Since my last post I went on a three week jump rope binge, basically just doing 500 double unders every day (or 1000 some days to make up the days I missed). I got up to doing 500 in less than 10 minutes, 100 in a row and 1000 in just under 26 minutes. For a brief time the combination of technical skill improvement, cardio and relatively short workout duration kept me entertained. If nothing else, I'm great at setting short term goals, achieving them, and then getting bored and moving on to something else.
I got burned out on that and took 4 rest days in two weeks, which was about the same amount I had taken all year up to this point. And rest day is a relative word here, since doing 10 minutes of jump rope (even though its pretty hard) hardly qualifies as a meaningful training effort for a day - more of a distraction. Nevertheless, I counted 500 double unders in 10 minutes as "not a rest day". It's my training log, so I suppose I can use whatever tortured logic I want when filling it out. In the scheme of quality training I have failed miserably this year, so I don't think there is much pride to be taken from taking just a few days off this year.
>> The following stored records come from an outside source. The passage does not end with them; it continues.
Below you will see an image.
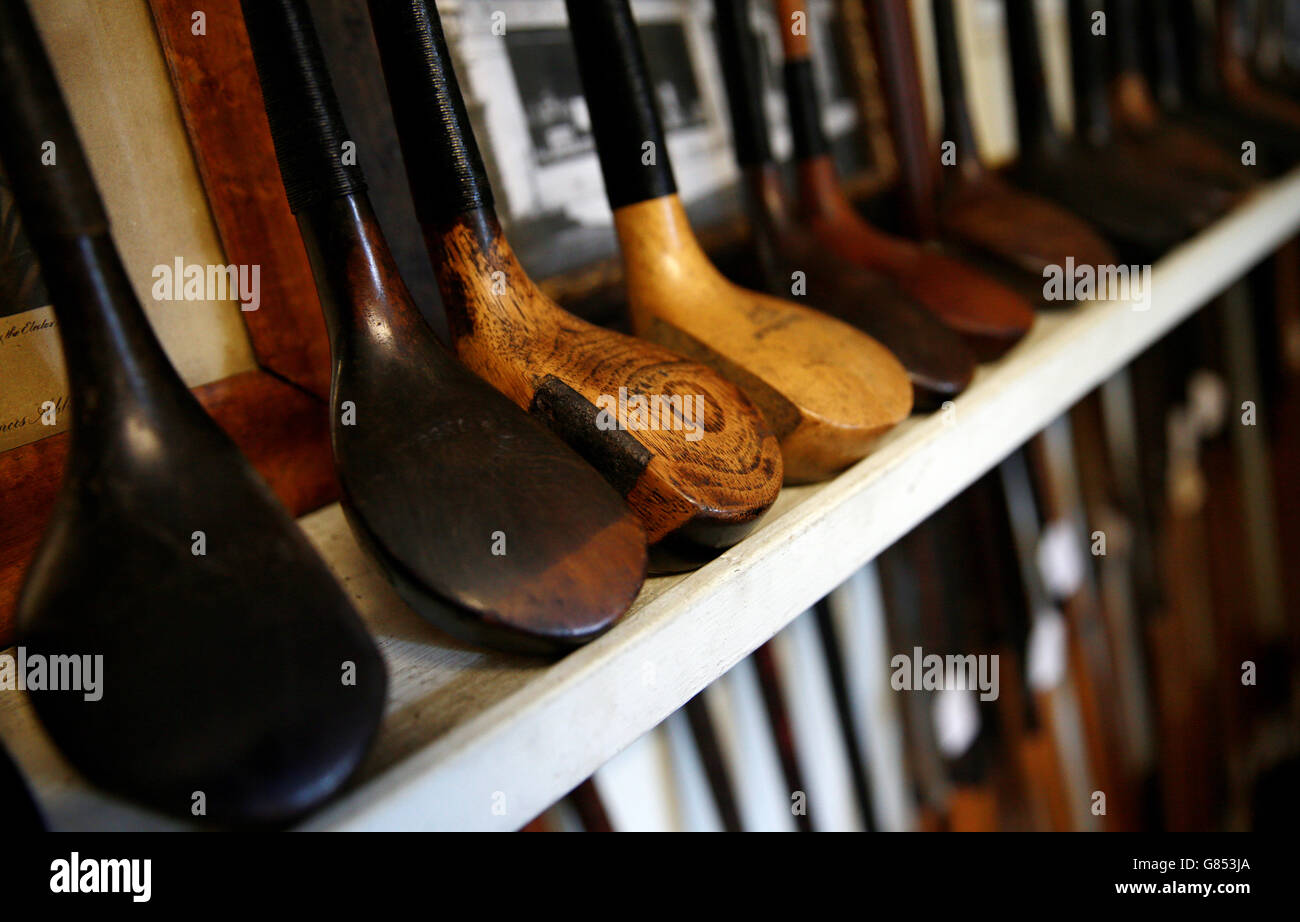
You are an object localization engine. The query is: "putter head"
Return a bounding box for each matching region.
[939,173,1115,277]
[0,745,46,832]
[614,195,913,484]
[798,156,1034,362]
[299,196,646,653]
[745,164,975,411]
[429,212,783,560]
[17,243,386,823]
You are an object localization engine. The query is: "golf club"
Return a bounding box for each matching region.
[568,0,913,482]
[243,0,646,653]
[371,0,781,559]
[714,0,975,410]
[776,0,1034,359]
[0,0,387,823]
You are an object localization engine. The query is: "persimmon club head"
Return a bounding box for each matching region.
[933,0,1115,278]
[0,0,387,824]
[776,0,1034,359]
[371,0,781,563]
[714,0,975,410]
[568,0,911,482]
[243,0,646,653]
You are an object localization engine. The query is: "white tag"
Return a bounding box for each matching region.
[932,688,979,758]
[1037,519,1083,598]
[1024,609,1069,692]
[1187,368,1227,438]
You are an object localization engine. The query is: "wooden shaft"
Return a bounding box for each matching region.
[863,0,937,239]
[241,0,365,213]
[932,0,984,176]
[567,0,677,209]
[776,0,813,61]
[1004,0,1063,159]
[753,641,813,832]
[813,597,876,831]
[369,0,493,226]
[685,692,744,832]
[568,778,614,832]
[1069,0,1113,147]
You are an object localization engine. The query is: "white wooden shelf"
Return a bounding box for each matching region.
[0,170,1300,830]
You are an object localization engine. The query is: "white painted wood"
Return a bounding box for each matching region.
[0,170,1300,830]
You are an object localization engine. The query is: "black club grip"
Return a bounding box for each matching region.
[933,0,975,156]
[566,0,677,208]
[0,0,108,240]
[241,0,365,213]
[369,0,493,224]
[714,0,772,166]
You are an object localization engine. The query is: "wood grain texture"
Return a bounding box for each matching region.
[150,0,329,399]
[299,194,646,653]
[925,0,1115,277]
[798,157,1034,359]
[10,176,1300,831]
[429,212,781,551]
[0,372,338,648]
[614,195,911,482]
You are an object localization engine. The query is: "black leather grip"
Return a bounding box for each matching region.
[784,57,831,160]
[241,0,365,213]
[369,0,493,224]
[0,0,108,240]
[566,0,677,208]
[1005,0,1056,153]
[714,0,772,166]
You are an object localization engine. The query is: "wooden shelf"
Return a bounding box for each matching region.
[0,170,1300,830]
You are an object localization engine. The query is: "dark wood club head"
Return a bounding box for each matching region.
[0,1,387,823]
[242,0,646,653]
[299,196,646,653]
[798,156,1034,360]
[744,164,975,411]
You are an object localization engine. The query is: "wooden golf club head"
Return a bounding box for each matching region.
[1109,0,1257,194]
[913,0,1115,278]
[243,0,646,653]
[776,0,1034,360]
[714,0,975,410]
[568,0,911,482]
[1159,0,1300,176]
[998,0,1197,263]
[371,0,781,564]
[0,0,386,823]
[0,745,46,832]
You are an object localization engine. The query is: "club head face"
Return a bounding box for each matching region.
[332,332,646,653]
[18,404,387,824]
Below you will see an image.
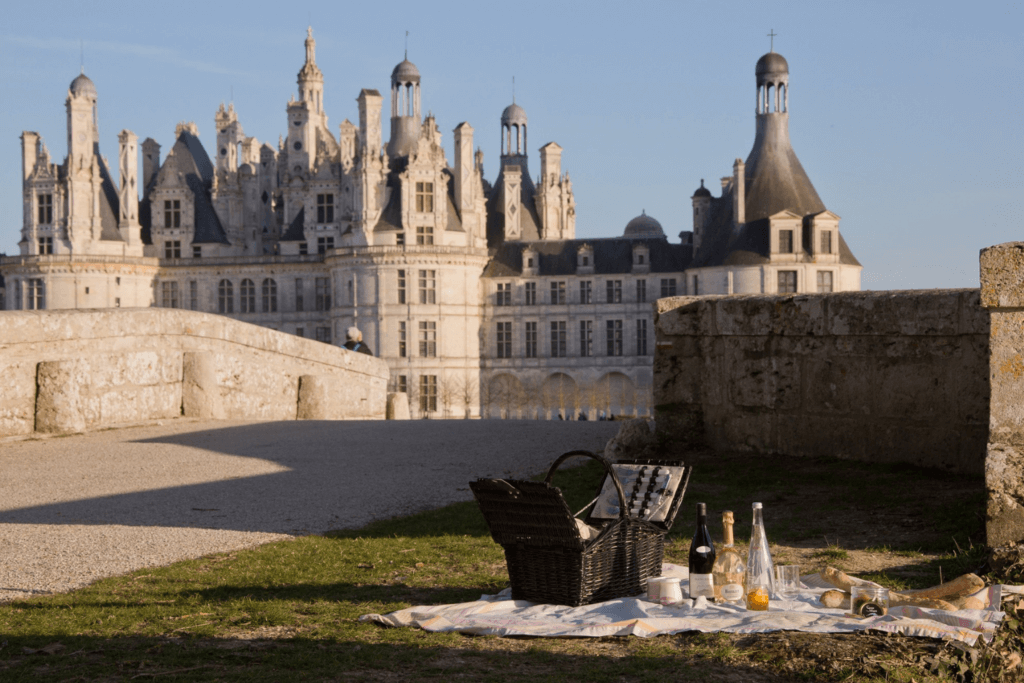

I just got to the point that my body was aching and I wasn't really driven by anything. So I wander around for awhile, call it "training" and put something in the log. Forget training, often it probably barely qualifies as exercise.
The diet is ok, but not great (sort of summarizes the entire physical training spectrum for me right now). Whether it is rational or not, I lay some of the blame for my meandering this year on Crossfit. I was pretty entertained by the whole Crossfit experiment for a little over a year (and got some benefits from it), but in hindsight, that fork in my training road was neither long term healthy or productive for me. I don't think I'm swearing off weightlifting forever, but I need to go back to ground zero there and approach it from a healthier, more intelligent direction.
I have been thinking more and more about getting older. I see all of these older folks walking around my neighborhood each day - staying healthy with their daily walk. Sometimes I see myself reverting to that "just stay healthy" sort of routine and giving up on bigger picture, more challenging training goals. But then again, sometimes I see myself getting fired back up again and pushing my personal limits. Though lately I appear to more often be leaning towards the minimal work, health oriented route.
In that vein, the last couple of days I started just running 1.5 miles to the pullup bar near my house, doing a set of pullups, and running home. A little less than 30 minutes, 3 miles and 15 pullups. Will it stick? I'm not sure. Is this the "long term solution?" Who knows? But I suppose for now its better than nothing.